JOURNAL ARTICLE

Use of electronic medical records by ambulatory care providers: United States, 2006

Esther Hing, Margaret J Hall, Jill J Ashman
National Health Statistics Reports 2010 April 30, (22): 1-21
20806827

OBJECTIVES: This report presents 2006 information on adoption of electronic medical records (EMRs) in five ambulatory care settings. Use of EMR systems within these settings is presented by selected provider characteristics.

METHODS: Nationally representative estimates are from 2006 provider-based surveys, including the National Ambulatory Medical Care Survey (NAMCS), the National Hospital Ambulatory Medical Care Survey (NHAMCS), and the National Survey of Ambulatory Surgery (NSAS).

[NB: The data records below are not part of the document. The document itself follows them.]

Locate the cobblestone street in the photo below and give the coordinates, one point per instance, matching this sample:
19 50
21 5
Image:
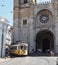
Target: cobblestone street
29 60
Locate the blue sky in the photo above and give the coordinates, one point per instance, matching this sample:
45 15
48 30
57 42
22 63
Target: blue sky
6 9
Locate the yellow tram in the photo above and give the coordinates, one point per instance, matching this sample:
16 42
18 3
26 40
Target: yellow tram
19 49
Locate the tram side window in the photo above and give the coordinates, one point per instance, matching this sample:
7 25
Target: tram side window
21 47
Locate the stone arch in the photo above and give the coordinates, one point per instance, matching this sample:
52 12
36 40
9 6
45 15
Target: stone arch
44 40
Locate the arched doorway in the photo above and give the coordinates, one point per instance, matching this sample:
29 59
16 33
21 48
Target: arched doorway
44 41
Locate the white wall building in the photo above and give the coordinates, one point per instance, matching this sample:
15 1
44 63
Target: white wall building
36 24
3 30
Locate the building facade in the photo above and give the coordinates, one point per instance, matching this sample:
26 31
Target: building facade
3 31
36 24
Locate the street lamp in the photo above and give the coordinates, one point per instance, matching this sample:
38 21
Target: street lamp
2 36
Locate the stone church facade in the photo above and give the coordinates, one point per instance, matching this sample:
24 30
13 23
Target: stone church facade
36 24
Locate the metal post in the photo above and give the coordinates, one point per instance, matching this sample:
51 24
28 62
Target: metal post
2 39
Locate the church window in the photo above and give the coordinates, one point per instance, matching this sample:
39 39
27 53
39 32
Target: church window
25 1
24 21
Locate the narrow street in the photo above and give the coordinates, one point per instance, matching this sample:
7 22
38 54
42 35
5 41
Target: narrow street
29 60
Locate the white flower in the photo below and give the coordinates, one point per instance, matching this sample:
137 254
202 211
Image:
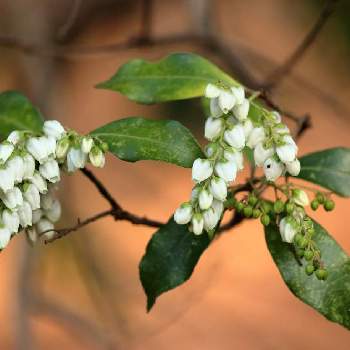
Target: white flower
300 197
287 230
210 219
256 136
205 199
226 101
25 214
39 182
97 158
261 154
273 169
50 171
76 159
197 224
211 91
293 167
218 188
32 196
240 111
201 170
6 150
235 137
238 93
28 167
16 166
10 220
183 214
5 236
13 198
86 144
213 128
226 170
54 213
54 129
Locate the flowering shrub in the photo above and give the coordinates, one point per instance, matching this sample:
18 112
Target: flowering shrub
241 131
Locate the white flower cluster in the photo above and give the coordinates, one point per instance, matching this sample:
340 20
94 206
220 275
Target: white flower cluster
30 167
229 130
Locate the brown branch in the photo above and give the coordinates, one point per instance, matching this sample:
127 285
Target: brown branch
284 70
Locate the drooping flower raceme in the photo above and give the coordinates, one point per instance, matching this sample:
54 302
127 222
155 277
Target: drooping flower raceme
30 166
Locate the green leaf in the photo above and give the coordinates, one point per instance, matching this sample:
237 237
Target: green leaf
175 77
171 255
329 168
17 113
135 138
331 297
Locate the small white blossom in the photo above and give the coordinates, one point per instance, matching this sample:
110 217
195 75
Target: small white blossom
201 170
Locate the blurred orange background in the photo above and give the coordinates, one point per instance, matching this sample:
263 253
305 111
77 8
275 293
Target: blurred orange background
83 292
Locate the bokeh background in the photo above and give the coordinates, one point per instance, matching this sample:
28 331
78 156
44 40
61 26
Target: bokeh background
83 292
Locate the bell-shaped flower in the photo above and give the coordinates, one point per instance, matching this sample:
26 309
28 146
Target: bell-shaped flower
25 214
226 170
39 182
205 199
218 188
183 214
300 197
256 136
201 170
76 159
50 171
261 154
293 167
12 199
32 196
54 129
6 149
213 128
97 157
10 220
240 111
235 137
288 229
197 223
273 169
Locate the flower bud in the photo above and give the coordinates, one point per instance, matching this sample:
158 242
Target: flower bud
6 150
240 111
256 136
205 199
226 170
32 196
213 128
293 167
10 220
97 158
201 170
218 188
197 224
300 197
261 154
183 214
50 171
273 169
54 129
287 229
25 214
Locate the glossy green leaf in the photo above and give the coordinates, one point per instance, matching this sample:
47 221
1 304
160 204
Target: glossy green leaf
329 168
331 297
135 138
176 77
17 113
171 255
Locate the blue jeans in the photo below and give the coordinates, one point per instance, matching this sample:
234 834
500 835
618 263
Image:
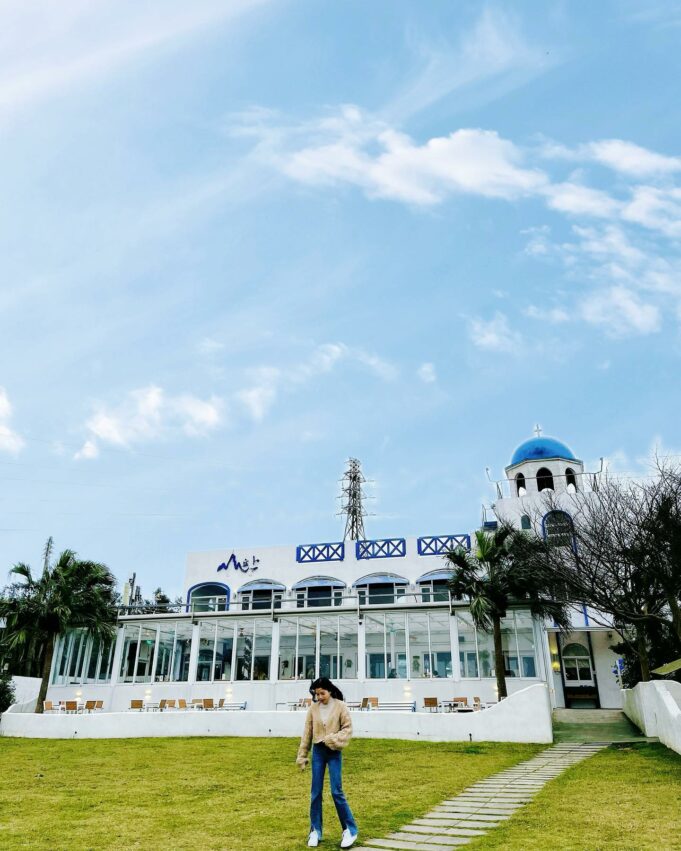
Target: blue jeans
321 757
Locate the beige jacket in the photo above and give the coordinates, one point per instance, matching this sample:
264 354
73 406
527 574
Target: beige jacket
335 733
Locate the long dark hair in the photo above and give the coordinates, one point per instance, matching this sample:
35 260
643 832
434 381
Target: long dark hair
327 685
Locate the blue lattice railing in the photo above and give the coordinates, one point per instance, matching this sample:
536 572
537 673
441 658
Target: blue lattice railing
438 545
386 548
306 553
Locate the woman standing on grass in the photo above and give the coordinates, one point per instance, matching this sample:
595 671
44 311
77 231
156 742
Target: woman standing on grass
328 729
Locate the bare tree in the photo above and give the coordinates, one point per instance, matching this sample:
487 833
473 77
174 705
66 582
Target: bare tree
623 555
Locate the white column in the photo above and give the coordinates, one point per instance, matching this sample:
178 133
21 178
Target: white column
194 654
118 652
274 660
454 639
361 652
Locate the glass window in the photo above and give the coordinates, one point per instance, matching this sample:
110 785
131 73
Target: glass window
224 647
147 654
347 636
468 648
374 639
419 647
263 650
329 654
244 649
209 598
166 644
129 655
306 662
204 665
440 645
182 652
396 645
288 636
526 650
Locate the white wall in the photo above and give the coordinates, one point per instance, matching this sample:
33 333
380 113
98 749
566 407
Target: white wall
523 717
655 708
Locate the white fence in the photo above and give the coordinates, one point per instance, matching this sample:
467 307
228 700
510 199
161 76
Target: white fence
655 708
523 717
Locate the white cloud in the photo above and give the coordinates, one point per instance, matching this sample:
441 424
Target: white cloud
631 159
150 414
426 372
494 334
620 312
581 200
10 441
269 381
555 314
49 48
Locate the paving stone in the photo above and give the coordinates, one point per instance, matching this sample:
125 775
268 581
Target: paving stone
442 841
443 831
456 823
401 843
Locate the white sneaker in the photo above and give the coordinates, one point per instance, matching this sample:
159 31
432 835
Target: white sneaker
348 839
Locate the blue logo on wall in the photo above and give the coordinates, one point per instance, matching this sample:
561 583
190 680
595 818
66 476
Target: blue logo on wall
244 566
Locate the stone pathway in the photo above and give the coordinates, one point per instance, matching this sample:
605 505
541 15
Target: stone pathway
483 806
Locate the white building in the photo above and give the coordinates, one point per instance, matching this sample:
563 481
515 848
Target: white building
259 623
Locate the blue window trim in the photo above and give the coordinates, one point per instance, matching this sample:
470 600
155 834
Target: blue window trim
201 585
381 548
572 526
438 545
311 553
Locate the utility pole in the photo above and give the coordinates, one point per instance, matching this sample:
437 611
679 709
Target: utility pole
352 497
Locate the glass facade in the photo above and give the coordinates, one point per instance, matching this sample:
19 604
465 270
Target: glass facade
476 647
405 643
82 659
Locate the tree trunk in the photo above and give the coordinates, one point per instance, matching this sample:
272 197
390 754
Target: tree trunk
642 652
499 668
47 665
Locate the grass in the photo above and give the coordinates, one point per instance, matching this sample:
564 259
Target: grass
214 793
626 797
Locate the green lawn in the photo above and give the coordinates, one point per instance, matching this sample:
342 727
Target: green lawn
212 793
626 797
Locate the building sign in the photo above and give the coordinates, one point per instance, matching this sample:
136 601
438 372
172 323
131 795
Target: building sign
243 566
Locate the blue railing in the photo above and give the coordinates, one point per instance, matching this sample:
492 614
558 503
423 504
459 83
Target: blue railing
438 545
386 548
307 553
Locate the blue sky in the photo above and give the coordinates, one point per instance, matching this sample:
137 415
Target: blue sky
241 241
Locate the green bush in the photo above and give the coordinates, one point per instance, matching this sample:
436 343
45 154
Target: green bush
6 690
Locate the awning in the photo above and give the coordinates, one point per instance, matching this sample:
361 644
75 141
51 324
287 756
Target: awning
318 582
435 574
669 668
262 585
381 579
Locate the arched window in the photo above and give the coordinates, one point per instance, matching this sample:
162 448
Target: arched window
577 663
380 588
319 591
261 594
544 479
558 529
208 597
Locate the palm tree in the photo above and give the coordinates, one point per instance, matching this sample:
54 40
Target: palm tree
70 594
506 566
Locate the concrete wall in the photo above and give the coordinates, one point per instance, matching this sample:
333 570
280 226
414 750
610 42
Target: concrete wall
523 717
655 708
26 688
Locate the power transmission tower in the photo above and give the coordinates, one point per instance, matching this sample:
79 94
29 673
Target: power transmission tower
352 497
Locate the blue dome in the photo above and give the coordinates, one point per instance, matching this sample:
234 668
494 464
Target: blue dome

RESULTS: In 2006, 62.4 percent of hospital-based ambulatory surgery centers (ASCs) reported using EMR systems, almost triple the percentage reported by freestanding ASCs (22.3 percent). EMR use by hospital emergency departments (EDs) was 46.2 percent, followed by hospital outpatient departments (OPDs) (29.4 percent) and office-based physicians (29.2 percent). Based on items collected in the 2006 NAMCS, NHAMCS, and NSAS, 18.6 percent of hospital-based ASCs, 14.0 percent of hospital EDs, and 10.5 percent of office-based physicians had systems with similar features of a basic system, but only 1.7 percent of hospital EDs and 3.1 percent of office-based physicians had systems with similar features of a fully functional system. Fully functional systems are a subset of basic systems. Physicians in practices with 11 or more physicians were most likely to use EMRs (46.5 percent), whereas physicians in solo practices were least likely to use EMRs (24.0 percent). Use of EMR systems was higher among physicians located in the West (42.3 percent) than in other regions of the country (23.5 percent to 29.3 percent). EMR use did not vary by neighborhood poverty level for any of the ambulatory providers studied. From 2001 through 2005, EMR systems in hospital EDs increased by 47.2 percent. Use of EMRs among office-based physicians increased by 60.4 percent from 2001 through 2006. If those without EMR systems in 2006 with definite plans to install a system actually do so, 85.4 percent of hospital-based ASCs, 72.2 percent of EDs, 62.6 percent of OPDs, 47.3 percent of freestanding ASCs, and 47.0 percent of physicians will be using EMR systems in 2009.